Do the backtrack

Whenever exploring the Canadian wild, you should sing to scare off bears, wolves, cougars and squirrels. You should also backtrack now and again, just to make sure that you are where you think you are.

Brill’s tagger is not exactly a prime example of Canadian scenery and I do not sing while programming, but I did backtrack my trail of the last few weeks. I wrote functions to export two csv files:

  1. the list of tokens and their most frequent tags, distilled from the training file (view)
  2. the list of the transformation rules and their frequency (view).

I just thought that they might come in useful as landmarks when debugging or exploring the horizon of natural language processing.

Event Horizon

We now have a list of all transformation rules, so let’s transform like crazy! Where is Optimus Prime?

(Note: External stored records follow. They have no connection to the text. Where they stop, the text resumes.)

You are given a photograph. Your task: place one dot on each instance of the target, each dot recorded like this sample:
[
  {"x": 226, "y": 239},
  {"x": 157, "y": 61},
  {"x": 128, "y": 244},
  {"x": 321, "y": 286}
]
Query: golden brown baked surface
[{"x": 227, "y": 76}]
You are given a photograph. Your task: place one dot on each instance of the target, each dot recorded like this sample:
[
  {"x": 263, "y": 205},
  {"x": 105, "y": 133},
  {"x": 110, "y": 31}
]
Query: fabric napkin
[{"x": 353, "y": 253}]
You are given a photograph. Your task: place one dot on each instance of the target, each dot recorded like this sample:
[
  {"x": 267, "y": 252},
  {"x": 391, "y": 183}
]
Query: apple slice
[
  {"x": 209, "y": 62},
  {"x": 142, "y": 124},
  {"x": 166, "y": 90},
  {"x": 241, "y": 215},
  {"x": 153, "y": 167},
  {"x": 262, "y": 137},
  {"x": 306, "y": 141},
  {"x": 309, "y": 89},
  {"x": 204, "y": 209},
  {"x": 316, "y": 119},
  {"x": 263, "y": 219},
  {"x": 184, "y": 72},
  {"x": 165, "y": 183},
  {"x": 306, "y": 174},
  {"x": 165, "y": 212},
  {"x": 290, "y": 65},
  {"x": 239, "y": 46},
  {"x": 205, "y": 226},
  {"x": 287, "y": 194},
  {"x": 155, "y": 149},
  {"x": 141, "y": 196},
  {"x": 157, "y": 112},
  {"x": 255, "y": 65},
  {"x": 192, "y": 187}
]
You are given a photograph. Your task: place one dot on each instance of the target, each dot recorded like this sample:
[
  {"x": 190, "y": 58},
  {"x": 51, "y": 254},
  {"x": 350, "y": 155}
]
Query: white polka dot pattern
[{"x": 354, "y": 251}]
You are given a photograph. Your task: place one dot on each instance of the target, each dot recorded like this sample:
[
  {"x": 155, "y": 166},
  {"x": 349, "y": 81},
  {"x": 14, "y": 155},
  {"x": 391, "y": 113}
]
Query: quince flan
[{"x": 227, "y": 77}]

Well… It’s not quite that simple. When applying a transformation rule, it will correct errors in the proposed tags. However, it will also cause a number of new errors. The most successful rule is thus the one with the greatest net improvement, calculated by subtracting the caused errors from the corrected ones.
After finding the most effective rule, we apply it (“change state”) and look for the best rule again. After which we change state, look for the best rule for that state, change state and… You get the idea.

This procedure looks simple, but with 14.836 rules it better be fast. Like Road Runner fast. And we should always check whether there still is a net improvement. We could limit the set to the 100 most common rules, but this blog is also a zen exercise in dealing with huge amounts of data. The 100 most common rules is for cowards. For the time being :-)

So let’s face the horizon and just start walking, shall we?